News that Google has successfully constructed and published maps of North Korea is stirring the imagination of social media aficionados around the world, but may also stir international political tensions.
Google Maps’ latest creation – simply type North Korea into the relevant search bar – is a significant social media development because it was produced not by expert map makers or a spy organisation, but by “citizen cartographers” who worked for several years, using the company’s Map Maker software, to share and fact-check geographical information obtained from satellite images available from Google Earth.
It is an example of “crowdsourcing” and, while Google admits the map may not be 100% accurate, it is further evidence of the “wisdom of the crowd” – a somewhat controversial notion that challenges modernist notions of genius, and of “experts” as the primary and most efficacious creators of human knowledge.
Google’s map of North Korea is not the first example of crowdsourcing on a global scale or for accomplishing quite technical tasks. In the early 2000s, NASA – via its Clickworkers site – recruited amateur astronomers to help it identify and categorise craters on Mars from thousands of photographs taken by the Viking orbiters.
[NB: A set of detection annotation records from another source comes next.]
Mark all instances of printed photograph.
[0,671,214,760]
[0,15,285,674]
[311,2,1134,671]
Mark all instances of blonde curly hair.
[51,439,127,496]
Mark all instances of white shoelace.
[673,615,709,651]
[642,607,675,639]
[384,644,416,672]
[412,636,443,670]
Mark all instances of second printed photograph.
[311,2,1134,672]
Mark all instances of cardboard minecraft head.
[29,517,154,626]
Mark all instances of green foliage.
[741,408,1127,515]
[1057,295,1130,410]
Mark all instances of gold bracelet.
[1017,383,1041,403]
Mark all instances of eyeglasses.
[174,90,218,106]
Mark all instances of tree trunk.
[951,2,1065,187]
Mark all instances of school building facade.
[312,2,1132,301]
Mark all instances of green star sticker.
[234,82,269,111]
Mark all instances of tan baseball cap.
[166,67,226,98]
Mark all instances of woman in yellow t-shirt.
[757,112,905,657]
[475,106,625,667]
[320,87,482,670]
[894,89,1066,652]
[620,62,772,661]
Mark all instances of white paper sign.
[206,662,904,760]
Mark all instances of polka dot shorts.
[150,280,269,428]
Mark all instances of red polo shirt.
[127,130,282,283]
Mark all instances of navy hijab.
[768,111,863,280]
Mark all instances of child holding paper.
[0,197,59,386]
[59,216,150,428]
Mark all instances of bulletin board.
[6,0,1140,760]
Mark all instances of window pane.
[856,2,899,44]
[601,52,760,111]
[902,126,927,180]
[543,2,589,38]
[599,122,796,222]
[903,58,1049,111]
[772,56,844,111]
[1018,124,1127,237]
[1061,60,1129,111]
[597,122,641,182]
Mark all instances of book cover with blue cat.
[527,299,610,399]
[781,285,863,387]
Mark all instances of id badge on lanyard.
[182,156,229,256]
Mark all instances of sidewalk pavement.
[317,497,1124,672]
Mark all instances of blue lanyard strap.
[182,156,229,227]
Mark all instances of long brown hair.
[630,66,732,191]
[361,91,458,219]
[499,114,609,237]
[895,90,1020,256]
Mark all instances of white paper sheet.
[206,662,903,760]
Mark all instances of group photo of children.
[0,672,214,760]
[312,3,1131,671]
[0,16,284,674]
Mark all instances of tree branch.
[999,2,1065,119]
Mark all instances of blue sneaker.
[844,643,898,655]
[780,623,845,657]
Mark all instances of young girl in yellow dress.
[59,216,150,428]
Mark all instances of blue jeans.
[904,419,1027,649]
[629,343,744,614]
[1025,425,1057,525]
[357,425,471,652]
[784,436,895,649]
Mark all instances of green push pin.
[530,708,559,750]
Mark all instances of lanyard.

Between 2000 and 2001, more than 80,000 people identified around two million craters for scientific measurement and study and classified the relative age of another 300,000 – a task that would have taken scientists years, if not decades, to complete.
Furthermore, and significantly, American Scientist reported that this collaborative public effort was found to be almost as accurate as work done by expert planetary geologists.
As “the free encyclopedia that anyone can edit”, Wikipedia stands as the exemplar of crowdsourcing, with more than 24 million articles available for free, versus 120,000 articles in the comprehensive Encyclopaedia Britannica sold by subscription, and found to be almost as accurate as its expensive, expert-produced competitor in a study by the scientific journal Nature.
The concept of crowdsourcing is being closely watched by businesses, governments, scholars, journalists and publishers around the world, because members of the public working for free can help design products and provide services for much less cost and more quickly than traditional production and service delivery processes.
Collaboration and crowdsourcing, drawing on what sociologist Pierre Lévy called “collective intelligence”, challenges the long-established notion of “gatekeepers” who act as intermediaries in media and other production processes to filter content and correct inaccuracies and errors. Many see professional intermediaries as essential to avoid the distribution of misinformation and poor quality products and services.
But the Google map of North Korea further demonstrates that Web 2.0 online environments can operate as what American media scholar Henry Jenkins called a “self-correcting adhocracy” – a term for self-organising groups first used by Cory Doctorow in his science-fiction novel Down and Out in the Magic Kingdom.
Open-access publishing researcher Gunther Eysenbach explains that collaborative Web 2.0 sites such as wikis, social media and social networks maintain standards of accuracy through the activities of “apomediaries”, a term derived from the Latin prefix “apo” which means “stand by” or “alongside”, rather than “in” a process, as occurs with “intermediaries”.
Wikipedia, the Mars Clickworkers project, Google’s map of North Korea and many other social media sites achieve a surprising-to-some level of accuracy and quality because of volunteer “apomediaries” who question, correct, add to, qualify and confirm information online.
Myths and tensions
The concept of “apomediaries” as an alternative or complement to professional intermediaries also challenges another myth perpetrated by marketers and some politicians that “the public” is a largely ignorant amorphous mass, often referred to as “punters,” or other dismissive terms.
In fact, the Technorati 2011 State of the Blogosphere report shows that social media users are mostly well-educated and include many scientists, academics, medical practitioners, engineers, lawyers, and so on. Crowdsourcing can access a vast resource of human talent and knowledge.
However, while Google’s latest initiative may help South Korean families locate relatives and inspire internet users worldwide, it is also likely to escalate international political tensions.
As The Los Angeles Times has reported, the maps can help explore the growth of black markets, track the construction of new power plants and other facilities in North Korea (including nuclear reactors) and identify prison camps.
The Sydney Morning Herald openly reported that the largest North Korean gulag is Camp 22 near at Hoeryong near the northeast border with China and commented that “as many as 200,000 people are estimated to be detained in the North’s vast gulag system”.
Nevertheless, and possibly even because of the tensions and excitement generated by Google’s latest offering, we now have a further demonstration of the influence and change effected by social media.